Nevertheless, Sadr's bloc of supporters has its own armed militias and the support of several million of Iraq's poorest Iraqis, to whom the ministers of this wealthy Shiite cleric distribute social assistance. Some religious youth even consider Sadr the hidden Imam, Mehdi. In general, Sadr's unique position is that he is both a politician and a cleric, wielding enormous influence over his supporters as well as providing them with material aid. All this together allows him to easily change his position on several issues without losing his followers, and he has his own armed forces. Sadr has now officially withdrawn from politics. But there can be little doubt of his intentions to return to it, and that this highly ambitious player will join the street protests should they resume. However, the street, apart from his supporters, does not have much confidence in Sadr, as his militias have been involved in shooting up mass protests in the past, failing to subdue them to their influence.

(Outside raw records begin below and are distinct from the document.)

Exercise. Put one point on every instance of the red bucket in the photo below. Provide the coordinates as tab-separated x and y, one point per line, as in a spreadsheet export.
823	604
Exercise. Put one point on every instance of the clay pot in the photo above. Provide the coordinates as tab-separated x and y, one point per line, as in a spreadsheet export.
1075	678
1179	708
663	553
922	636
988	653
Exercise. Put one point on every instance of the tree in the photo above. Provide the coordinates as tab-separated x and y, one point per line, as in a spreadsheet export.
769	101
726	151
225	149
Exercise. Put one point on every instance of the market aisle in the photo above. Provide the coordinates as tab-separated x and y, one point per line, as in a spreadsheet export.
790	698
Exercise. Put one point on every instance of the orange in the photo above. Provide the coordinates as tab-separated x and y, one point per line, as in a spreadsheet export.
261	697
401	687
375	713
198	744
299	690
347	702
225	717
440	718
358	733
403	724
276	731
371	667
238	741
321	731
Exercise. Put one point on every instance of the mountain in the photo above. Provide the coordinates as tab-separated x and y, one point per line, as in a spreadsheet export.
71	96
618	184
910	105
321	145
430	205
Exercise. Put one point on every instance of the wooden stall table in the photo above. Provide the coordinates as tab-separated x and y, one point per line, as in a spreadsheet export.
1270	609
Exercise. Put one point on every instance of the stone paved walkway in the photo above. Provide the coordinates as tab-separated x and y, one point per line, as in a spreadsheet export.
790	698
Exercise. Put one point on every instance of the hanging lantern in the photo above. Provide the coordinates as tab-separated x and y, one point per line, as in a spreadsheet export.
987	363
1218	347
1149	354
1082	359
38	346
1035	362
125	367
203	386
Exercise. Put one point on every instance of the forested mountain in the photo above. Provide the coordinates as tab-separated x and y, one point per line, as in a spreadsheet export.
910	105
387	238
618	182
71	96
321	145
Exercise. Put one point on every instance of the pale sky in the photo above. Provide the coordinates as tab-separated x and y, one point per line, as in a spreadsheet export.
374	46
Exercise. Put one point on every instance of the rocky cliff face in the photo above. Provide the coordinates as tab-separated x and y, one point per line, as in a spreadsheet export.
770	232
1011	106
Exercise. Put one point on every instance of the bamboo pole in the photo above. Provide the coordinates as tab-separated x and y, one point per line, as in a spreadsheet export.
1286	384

Finally, within the pro-Iranian bloc itself, the Coordination Mechanism, contradictions intensified. As long as Sadr was playing an active political game, they stuck together to oppose him and prevent him from taking supreme power. But today Sadr has lurked, he is politically inactive, so this factor is not working. On the other hand, having consolidated their power, pro-Iranian militias and parties have begun to fight for control of financial flows. In an interview with London-based Middle East Eye, one of the leaders of the ruling Coordination Mechanism, who wished to remain anonymous, said that Asaib Ahl al-Haq, a pro-Iranian militia group, has begun taking significantly larger shares from state finances than its partners are comfortable with. "If this continues, this faction will turn on the others and absorb them," he said.
Under such circumstances, Sudani's government is keen to subject all militias to its centralised control. On the other hand, it has decided to double the number of militias, including pro-Iranian groups, to 250,000, allocating $1.7 billion from the budget for this, which includes payments to fighters and the purchase of new weapons. The militias even have modern tanks and air defence systems. In all likelihood, the government has come to view these armed groups as the only force capable of maintaining a pro-Iranian order. But ruling a turbulent country like Iraq with bayonets alone is unlikely to succeed.